Sunblade 1000 Rebooting by itself, ECC errors
807559Jun 29 2005 — edited Jun 29 2005Hi there,
I just got a Sunblade 1000 about two days ago, and coming from a long carreer on sgi platform, I was pleasantly surprised by the speed of the Sunblade.
I am however experiencing tons of memory problems. I was able to install and configure Solaris 10 yesterday, it ran fine for about 5-6 hours... Today, I turn the machine on, start installing some applications. Everything goes fine for a while, then all the sudden it's the big debacle: the machine reboots by itself, and /var/adm/messages shows:
Jun 29 00:33:04 Riddler EVENT-ID: 2b42ea22-2bef-cc31-ed26-acbb23282bc1
Jun 29 00:33:04 Riddler DESC: The number of errors associated with this memory module has exceeded acceptable levels. Refer to http://sun.com/msg/SUN4U-8000-35 for more information.
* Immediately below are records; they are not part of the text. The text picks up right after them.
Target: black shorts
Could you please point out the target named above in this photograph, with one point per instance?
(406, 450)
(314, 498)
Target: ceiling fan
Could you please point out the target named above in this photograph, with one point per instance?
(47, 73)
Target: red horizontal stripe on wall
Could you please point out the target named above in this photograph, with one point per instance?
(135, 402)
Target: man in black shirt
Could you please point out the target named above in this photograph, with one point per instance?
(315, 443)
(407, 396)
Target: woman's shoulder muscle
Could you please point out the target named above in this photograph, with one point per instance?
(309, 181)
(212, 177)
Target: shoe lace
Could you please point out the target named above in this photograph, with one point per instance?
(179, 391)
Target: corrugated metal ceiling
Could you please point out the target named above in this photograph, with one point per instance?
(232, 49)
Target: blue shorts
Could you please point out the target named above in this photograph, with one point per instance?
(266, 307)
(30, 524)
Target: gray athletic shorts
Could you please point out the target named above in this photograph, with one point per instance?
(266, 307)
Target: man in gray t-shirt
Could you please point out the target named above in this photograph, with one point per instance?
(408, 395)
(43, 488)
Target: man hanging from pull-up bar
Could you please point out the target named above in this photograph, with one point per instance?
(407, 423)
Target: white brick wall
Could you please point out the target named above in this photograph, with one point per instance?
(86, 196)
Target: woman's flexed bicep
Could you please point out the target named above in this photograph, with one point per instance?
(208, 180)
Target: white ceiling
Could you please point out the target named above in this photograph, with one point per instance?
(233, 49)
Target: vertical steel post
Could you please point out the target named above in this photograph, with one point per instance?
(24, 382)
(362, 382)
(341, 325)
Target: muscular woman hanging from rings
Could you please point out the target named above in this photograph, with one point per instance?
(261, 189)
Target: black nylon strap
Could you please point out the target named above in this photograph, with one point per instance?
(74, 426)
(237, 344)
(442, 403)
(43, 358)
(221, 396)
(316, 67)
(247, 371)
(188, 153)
Jun 29 00:33:04 Riddler AUTO-RESPONSE: Pages of memory associated with this memory module are being removed from service as errors are reported.
Jun 29 00:33:04 Riddler IMPACT: Total system memory capacity will be reduced as pages are retired.
Jun 29 00:33:04 Riddler REC-ACTION: Schedule a repair procedure to replace the affected memory module. Use fmdump -v -u <EVENT_ID> to identify the module.
Running fmdump -v -u returns
Jun 29 01:00:07.4529 2b42ea22-2bef-cc31-ed26-acbb23282bc1 SUN4U-8000-35
95% fault.memory.bank
FRU: mem:///component=J0100,J0202,J0304,J0406
rsrc: mem:///component=J0100,J0202,J0304,J0406
This is with four DIMMS in bank 0... How do I interpret this exactly? Does this mean the 4 DIMS (or worse!) are faulty?